Зарплата у меня был 140 рублей в месяц, правда, завод почти всегда перевыполнял план и мы получали премии. И тем не менее основную тяжесть по зарабатыванию денег в семью в то время несла на себе Варюша.
Она не только занималась практической работой в психиатрической клинике и преподавала в мединституте (ее, кстати, теперь очень уважал ректор института профессор Вартаган), но и работала над докторской диссертаций. Тему не назову: в медицине вообще терминология сплошь и рядом невразумительная, а уж в психиатрии…
Защищала диссертацию она в Москве, на Ученом Совете 2-го медицинского института, и после защиты прямо на традиционном банкете получила предложение перебраться в Москву и возглавить кафедру «во Втором меде».
Варя обещала подумать. В тот момент нашей Маше было пятнадцать, а Мише – чуть больше пяти лет. И вот с Мишкой сидели по очереди я, Маша, Юлька и тетя Ира – сестра Вариного папы.
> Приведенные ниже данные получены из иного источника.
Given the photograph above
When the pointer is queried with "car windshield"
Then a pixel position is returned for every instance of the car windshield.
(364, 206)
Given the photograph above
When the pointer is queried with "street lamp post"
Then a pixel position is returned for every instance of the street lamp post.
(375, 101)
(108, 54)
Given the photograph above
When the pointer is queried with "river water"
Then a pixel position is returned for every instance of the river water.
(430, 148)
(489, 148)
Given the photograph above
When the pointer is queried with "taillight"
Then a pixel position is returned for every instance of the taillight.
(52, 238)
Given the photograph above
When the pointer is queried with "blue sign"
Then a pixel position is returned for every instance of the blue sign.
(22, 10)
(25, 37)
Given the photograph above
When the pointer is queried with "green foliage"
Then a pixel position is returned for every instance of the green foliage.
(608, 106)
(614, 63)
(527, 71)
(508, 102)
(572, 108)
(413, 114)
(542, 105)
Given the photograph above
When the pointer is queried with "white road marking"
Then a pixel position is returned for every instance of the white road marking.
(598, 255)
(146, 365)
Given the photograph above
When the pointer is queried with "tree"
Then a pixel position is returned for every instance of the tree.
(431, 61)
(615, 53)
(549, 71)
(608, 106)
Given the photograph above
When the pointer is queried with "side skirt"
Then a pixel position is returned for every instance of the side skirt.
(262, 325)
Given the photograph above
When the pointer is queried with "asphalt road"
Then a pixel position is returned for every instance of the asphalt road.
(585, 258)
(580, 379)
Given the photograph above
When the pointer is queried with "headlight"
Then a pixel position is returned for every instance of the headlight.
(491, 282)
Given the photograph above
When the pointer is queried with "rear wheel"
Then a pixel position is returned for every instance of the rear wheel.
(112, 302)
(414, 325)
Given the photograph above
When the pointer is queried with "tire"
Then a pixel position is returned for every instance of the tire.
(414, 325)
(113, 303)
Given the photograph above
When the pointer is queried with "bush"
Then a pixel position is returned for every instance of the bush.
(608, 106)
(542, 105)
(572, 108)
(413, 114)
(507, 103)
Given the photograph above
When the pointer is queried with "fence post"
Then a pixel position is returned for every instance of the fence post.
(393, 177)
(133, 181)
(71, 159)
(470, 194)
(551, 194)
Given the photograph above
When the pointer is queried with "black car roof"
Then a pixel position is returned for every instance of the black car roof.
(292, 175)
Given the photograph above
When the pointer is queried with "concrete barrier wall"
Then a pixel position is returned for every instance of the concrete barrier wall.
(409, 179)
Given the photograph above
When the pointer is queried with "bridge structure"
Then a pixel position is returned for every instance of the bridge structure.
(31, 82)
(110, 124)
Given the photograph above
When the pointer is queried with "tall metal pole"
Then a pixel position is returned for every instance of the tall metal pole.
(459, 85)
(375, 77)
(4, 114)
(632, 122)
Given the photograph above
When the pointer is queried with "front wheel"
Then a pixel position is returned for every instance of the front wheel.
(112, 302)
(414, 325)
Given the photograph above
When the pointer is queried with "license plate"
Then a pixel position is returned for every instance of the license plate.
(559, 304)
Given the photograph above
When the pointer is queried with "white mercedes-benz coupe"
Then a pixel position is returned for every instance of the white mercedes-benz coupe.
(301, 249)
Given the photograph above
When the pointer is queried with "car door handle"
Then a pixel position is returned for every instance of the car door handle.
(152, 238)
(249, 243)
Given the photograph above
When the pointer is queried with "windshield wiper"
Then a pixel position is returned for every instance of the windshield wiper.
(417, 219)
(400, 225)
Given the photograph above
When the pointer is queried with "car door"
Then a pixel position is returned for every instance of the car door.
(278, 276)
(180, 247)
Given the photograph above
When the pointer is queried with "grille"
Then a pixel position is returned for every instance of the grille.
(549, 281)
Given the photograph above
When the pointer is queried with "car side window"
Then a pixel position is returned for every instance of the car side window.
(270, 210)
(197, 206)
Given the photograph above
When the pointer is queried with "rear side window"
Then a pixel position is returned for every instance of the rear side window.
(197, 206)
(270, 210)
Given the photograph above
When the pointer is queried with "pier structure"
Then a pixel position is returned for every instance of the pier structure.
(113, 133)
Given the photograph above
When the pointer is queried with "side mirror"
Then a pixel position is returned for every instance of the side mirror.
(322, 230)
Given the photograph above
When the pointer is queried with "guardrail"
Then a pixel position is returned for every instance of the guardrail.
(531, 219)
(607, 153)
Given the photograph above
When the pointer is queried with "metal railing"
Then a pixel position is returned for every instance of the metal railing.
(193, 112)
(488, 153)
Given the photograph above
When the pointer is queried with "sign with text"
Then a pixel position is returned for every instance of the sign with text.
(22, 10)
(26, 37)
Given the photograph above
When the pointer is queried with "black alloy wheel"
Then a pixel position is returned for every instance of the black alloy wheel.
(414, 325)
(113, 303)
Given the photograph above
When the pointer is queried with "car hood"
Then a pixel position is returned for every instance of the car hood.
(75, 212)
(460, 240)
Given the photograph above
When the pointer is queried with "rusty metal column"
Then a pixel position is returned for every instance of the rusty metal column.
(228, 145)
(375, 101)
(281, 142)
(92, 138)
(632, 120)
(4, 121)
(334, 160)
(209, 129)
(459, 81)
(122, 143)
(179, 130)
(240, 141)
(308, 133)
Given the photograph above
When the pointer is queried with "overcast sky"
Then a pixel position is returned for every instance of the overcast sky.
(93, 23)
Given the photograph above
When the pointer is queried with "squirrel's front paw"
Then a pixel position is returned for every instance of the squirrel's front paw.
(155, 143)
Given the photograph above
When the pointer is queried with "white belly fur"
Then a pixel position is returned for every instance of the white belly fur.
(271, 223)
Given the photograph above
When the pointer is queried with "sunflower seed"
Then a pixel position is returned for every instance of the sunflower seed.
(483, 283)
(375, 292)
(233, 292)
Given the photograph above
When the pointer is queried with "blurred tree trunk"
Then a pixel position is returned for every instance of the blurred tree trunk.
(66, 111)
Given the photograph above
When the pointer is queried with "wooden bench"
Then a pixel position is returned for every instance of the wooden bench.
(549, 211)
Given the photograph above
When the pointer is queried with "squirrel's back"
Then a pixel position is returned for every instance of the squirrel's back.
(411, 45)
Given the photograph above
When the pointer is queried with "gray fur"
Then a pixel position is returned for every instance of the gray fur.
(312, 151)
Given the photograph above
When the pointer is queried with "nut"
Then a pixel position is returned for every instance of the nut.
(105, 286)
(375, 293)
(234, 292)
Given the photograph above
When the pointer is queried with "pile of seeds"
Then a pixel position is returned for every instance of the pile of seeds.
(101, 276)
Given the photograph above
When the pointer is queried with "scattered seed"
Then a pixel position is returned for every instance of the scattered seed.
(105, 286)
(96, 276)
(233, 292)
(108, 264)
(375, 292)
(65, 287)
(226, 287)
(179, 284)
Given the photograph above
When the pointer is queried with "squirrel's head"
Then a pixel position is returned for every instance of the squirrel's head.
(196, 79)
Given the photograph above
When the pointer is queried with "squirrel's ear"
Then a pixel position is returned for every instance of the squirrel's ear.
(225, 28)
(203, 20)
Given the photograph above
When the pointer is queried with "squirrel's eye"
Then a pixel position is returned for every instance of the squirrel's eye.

Мне все нравилось в то время в нашей семье и в нашей квартире.
У нас было всегда идеально чисто, в доме царила тишина. Наши дети знали общезаведенный порядок и играли между собой тоже тихо.
Нет, но если заявлялась к нам в гости профессор Чудновская – тогда все летело кувырком, начинались визги, возгласы с одной стороны – и сюсюканье с другой. И скажу честно – я пресечь это безобразие сам был не в силах. Ну, а Варя – она это делала с легкостью, и наводила «железной рукой» порядок безжалостно.
Но я начал говорить о нашей квартире.
У нас не было лишних вещей. Ни одной! Варе, конечно, дарилось масса подарков: и больными, и студентами. И единственное, перед чем не могла устоять Рукавишникова – это сладости и косметика.
Все остальное передавалось Юльке, та тут же переправляла предметы в Москву, маме, которая, во-первых, сама любила различные безделушки, во-вторых, круг семьи Чудновских в Москве был настолько широк, что Варины подарки не залеживались – они передаривались, причем очень нравились москвичам – это ведь чаще всего были резные деревянные бочонки с алтайским медом, флаконы с мумие и настойками «золотого корня» и пантокрина, наконец – знаменитое облепиховое масло, до которого москвичи в 80-х годах были очень охочи…
Так что однажды, когда Юлины мама и папа приехали в Барнаул на сорокалетие Юли и мы были также приглашены на юбилей, мы вышли перекурить на балкон с замминистра Чудновским и между нами состоялся такой разговор:
– Анатолий, вы не думаете перебираться в Москву?
Я в то время укоренился на своей должности на канифольно-терпентинном заводе и начал изучать особенности адвокатской практики, причем «из глубин» – читал речи знаменитых адвокатов Плевако, Кони и других. И был пока не готов ехать штурмовать Москву.
– Да пока не задумывался… – ответил я.
– Давайте определяйтесь! Мне лично говорил заведующий жилуправлением Мосгорисполкома Лакшин Василий Сидорович – а чего же ваши барнаульцы не перебираются в Москву? Сейчас, мол, и время подходящее, и я бы помог с квартирами…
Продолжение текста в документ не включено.